Industrial automation offers greater quality control, flexibility and safety for manufacturing. snickerdoodle is a customisable, affordable, palm-sized device that minimises the time, effort and cost of setting up industrial robotics.
Older manufacturing systems lack the benefits of new digital sensing and connectivity technologies (robotics and Internet of Things). But upgrading infrastructure necessitates building hardware-software platforms and customising for performance, power and component integration requirements. This involves significant capital and personnel investments, planned well in advance. These investments need to be weighed against the risks of manufacturing downtime, avoidable equipment damage and process inefficiencies. Under the snickerdoodle project, krtkl (pronounced ‘critical’) created the first, full-stack development board for robotic systems. This houses a central ‘brain’ for various manufacturing component and subsystem connectivity, integration, control and monitoring operations. As the underlying hardware is software reconfigurable, snickerdoodle simplifies the challenge of enabling interfaces for a wide array of sensors, actuators and communication protocols. This offers operators easy-to-understand information and control options. EU SME Instrument funding enabled the project to complete a feasibility assessment and a go-to-market strategy and establish a manufacturing supply chain.
Simplified Implementation And Development Time
snickerdoodle is comprised of multiple processors, software which can be customised by end users who can program the built-in FPGA and wireless connectivity. All this is contained in a device the size of a business card. The main processor runs general purpose and/or real-time operating systems to take care of higher-level tasks, such as machine-to-machine networking or motor control loops. The programmable logic, or FPGA (the ‘brain’), allows both customisation of a system’s inputs and outputs, ranging from interfacing with motors and sensors to becoming a pure video-processing machine. This can be useful in production line monitoring, or computer vision, for example. The FPGA also runs complex control and data-processing algorithms. The system has built-in Wi-Fi and Bluetooth to make integration with modern networks more straightforward. “After years of working in mechatronics and embedded systems, developing one-off solutions for companies to bring new automation products to market, it became obvious that what was needed was a central ‘brain’. This needed to be quickly and easily adaptable to meet the requirements of each specific application,” explains project coordinator Ryan Cousins.
From Factories To Footwear
After extensive thermal, environmental and endurance testing (on site and in emissions labs), and design simulations (using engineering software), krtkl has developed industrial-grade versions of the technology, available on demand. The commercial version of snickerdoodle and other parts of the development platform (piSmasher and breakyBreaky) are currently available on Mouser for worldwide, same-day shipment. The hardware will also be made available on Amazon later this year. Current commercial uses include real-time motor control and path planning for industrial robotics (six-axis robotic arm for furniture assembly, painting and inspection); low-power/high-endurance remote sensing (oil/gas/utilities), and data collection and processing for preventative maintenance (factory automation). Additionally, the whole snickerdoodle system (including breakyBreaky, piSmasher, enclosures, accessories, etc.) has been used in commercial- and consumer-grade products that have obtained formal FCC certification.

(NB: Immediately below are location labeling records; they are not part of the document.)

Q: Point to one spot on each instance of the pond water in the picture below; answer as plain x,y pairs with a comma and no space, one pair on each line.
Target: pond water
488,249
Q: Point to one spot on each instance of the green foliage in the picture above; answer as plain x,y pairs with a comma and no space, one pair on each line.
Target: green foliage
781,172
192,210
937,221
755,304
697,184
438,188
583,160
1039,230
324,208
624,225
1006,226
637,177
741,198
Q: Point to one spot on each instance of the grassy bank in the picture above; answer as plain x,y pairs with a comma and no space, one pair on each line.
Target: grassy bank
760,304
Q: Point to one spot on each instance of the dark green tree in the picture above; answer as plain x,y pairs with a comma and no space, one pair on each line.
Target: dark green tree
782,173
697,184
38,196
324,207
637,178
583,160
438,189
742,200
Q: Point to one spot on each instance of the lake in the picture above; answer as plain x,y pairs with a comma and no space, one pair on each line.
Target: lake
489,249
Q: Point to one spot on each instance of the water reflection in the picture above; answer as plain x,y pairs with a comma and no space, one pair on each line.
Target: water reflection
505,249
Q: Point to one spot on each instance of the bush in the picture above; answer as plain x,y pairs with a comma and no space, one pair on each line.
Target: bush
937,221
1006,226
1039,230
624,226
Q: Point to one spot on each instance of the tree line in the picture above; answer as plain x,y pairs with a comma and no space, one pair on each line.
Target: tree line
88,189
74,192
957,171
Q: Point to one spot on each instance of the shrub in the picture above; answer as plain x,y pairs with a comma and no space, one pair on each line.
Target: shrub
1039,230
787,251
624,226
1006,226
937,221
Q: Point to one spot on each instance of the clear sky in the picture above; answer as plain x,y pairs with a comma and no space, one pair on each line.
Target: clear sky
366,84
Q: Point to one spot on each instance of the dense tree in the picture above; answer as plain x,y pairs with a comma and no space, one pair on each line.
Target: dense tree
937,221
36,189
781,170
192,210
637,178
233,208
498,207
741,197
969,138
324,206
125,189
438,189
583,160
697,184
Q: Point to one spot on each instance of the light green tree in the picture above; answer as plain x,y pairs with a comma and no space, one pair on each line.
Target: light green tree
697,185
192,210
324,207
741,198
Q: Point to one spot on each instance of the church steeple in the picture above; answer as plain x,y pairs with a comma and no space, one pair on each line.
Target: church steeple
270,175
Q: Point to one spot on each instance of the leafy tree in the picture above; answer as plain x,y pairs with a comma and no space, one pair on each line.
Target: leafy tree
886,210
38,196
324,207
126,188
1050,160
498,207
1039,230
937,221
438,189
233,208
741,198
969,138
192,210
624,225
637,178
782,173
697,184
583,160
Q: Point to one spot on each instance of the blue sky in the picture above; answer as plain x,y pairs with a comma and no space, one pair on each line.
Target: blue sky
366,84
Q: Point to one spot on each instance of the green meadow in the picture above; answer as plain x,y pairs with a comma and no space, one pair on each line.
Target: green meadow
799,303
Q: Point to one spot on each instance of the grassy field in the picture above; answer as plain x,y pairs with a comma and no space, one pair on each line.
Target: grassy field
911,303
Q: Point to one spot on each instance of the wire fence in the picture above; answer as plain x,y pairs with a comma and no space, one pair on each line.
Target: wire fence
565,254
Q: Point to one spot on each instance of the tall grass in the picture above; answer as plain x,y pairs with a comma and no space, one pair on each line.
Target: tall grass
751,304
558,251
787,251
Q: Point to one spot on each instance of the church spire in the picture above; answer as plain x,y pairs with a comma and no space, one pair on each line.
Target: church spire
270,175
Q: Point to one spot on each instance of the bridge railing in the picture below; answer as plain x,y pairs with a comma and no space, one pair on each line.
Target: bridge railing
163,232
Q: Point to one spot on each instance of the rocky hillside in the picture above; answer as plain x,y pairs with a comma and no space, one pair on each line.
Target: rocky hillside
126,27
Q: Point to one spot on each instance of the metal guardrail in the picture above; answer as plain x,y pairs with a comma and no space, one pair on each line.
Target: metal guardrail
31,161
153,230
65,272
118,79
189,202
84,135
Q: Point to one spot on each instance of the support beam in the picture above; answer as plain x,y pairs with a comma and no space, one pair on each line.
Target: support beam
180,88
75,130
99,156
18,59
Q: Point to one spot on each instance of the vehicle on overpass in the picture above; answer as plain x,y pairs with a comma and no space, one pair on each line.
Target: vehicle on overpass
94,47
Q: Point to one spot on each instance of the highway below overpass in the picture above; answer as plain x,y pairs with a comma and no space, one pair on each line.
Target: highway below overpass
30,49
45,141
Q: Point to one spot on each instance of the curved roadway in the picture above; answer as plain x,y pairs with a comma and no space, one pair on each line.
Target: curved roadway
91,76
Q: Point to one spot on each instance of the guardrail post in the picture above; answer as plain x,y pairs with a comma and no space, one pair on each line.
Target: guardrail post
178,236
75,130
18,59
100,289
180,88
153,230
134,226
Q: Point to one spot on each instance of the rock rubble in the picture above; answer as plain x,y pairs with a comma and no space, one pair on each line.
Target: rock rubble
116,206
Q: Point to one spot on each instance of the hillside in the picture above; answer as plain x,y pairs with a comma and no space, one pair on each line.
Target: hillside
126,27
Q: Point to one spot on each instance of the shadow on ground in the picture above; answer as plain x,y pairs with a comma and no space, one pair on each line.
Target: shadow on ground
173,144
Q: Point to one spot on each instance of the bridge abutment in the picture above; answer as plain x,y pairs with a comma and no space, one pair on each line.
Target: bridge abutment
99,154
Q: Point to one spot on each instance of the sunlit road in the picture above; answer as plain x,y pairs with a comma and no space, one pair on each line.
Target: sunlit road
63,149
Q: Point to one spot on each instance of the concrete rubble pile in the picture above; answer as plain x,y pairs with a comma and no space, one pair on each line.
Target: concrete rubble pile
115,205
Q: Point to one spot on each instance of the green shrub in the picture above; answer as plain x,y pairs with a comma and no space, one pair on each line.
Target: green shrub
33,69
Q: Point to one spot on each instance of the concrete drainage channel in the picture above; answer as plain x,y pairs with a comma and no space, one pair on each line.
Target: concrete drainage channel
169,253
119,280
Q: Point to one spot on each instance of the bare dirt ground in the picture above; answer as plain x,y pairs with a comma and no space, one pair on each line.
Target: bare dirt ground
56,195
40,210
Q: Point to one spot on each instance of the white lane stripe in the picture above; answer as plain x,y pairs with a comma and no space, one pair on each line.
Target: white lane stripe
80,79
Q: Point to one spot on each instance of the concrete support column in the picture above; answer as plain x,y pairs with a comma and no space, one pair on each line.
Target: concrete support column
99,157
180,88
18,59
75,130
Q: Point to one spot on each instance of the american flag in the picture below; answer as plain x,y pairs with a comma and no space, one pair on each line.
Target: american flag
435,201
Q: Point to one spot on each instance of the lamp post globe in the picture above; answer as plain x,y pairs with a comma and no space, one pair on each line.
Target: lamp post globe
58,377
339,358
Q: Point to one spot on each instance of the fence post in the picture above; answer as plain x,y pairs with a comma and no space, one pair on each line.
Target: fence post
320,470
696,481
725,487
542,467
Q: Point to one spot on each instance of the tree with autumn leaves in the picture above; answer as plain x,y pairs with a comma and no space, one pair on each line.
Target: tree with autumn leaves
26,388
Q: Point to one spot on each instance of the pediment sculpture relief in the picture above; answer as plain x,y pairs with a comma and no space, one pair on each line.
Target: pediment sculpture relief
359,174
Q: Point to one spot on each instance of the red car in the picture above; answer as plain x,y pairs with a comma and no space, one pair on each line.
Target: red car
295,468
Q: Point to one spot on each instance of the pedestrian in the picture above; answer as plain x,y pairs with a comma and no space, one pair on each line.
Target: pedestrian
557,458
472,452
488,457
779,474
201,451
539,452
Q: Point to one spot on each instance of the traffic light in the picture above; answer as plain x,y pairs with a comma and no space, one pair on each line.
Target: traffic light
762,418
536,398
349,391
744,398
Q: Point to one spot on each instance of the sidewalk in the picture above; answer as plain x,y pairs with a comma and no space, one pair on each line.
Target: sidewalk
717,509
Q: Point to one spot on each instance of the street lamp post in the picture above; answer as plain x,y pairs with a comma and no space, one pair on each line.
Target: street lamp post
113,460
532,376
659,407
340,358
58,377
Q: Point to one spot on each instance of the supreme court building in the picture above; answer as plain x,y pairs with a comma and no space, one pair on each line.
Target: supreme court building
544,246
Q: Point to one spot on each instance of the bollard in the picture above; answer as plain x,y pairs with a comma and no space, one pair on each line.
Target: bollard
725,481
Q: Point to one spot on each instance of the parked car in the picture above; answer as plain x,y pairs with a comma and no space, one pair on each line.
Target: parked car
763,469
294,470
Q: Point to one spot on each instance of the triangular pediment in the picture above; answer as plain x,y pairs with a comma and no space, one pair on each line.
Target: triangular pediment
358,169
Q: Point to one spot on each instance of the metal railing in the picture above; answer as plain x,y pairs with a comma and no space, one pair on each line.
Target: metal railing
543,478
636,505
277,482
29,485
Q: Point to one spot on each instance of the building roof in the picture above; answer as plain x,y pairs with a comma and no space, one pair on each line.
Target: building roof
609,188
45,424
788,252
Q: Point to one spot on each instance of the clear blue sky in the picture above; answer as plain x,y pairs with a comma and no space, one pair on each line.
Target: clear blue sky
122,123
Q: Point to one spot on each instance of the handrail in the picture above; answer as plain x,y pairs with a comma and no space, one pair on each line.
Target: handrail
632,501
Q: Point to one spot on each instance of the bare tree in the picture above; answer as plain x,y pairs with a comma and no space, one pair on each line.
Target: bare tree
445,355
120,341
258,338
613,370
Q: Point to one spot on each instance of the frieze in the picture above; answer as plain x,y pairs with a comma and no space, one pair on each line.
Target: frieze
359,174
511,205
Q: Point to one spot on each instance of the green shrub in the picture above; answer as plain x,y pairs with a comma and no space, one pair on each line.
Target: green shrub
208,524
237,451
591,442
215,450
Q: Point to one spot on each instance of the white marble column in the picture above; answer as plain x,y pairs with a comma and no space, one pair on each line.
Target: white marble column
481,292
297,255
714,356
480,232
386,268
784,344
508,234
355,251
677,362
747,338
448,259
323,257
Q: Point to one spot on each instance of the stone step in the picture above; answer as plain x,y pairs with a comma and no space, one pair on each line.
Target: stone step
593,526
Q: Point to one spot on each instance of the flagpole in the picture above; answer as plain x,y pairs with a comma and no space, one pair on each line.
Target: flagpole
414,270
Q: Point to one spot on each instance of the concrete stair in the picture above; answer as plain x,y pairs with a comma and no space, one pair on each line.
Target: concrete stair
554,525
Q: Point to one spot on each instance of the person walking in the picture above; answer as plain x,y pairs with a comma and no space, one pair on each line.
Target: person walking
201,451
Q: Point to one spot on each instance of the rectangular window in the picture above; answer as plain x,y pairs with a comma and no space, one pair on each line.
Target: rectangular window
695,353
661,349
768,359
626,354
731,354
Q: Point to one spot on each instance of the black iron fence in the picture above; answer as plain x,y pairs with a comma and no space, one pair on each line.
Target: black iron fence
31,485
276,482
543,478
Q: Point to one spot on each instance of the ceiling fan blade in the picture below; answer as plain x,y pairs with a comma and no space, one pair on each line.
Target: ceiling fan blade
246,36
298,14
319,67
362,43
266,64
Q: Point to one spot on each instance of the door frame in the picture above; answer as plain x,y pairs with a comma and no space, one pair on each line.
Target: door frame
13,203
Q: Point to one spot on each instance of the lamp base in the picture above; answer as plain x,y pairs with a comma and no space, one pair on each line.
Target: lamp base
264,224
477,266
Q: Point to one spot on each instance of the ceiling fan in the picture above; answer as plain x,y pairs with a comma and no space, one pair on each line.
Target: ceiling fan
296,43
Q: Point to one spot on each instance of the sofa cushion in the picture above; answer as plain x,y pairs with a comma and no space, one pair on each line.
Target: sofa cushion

“We’ve seen snickerdoodle used in everything from industrial automation to smart retail and e-sports accessories. We launched with almost no outside capital – something very few people believed was possible. We foresee it touching the lives of many people – even if they never know it exists,” says Cousins.
The team is working on upgrading the device to make it compatible with the latest silicon technologies. This will accommodate cutting-edge applications, such as higher-resolution video processing, artificial intelligence and machine learning, and other computationally intensive uses.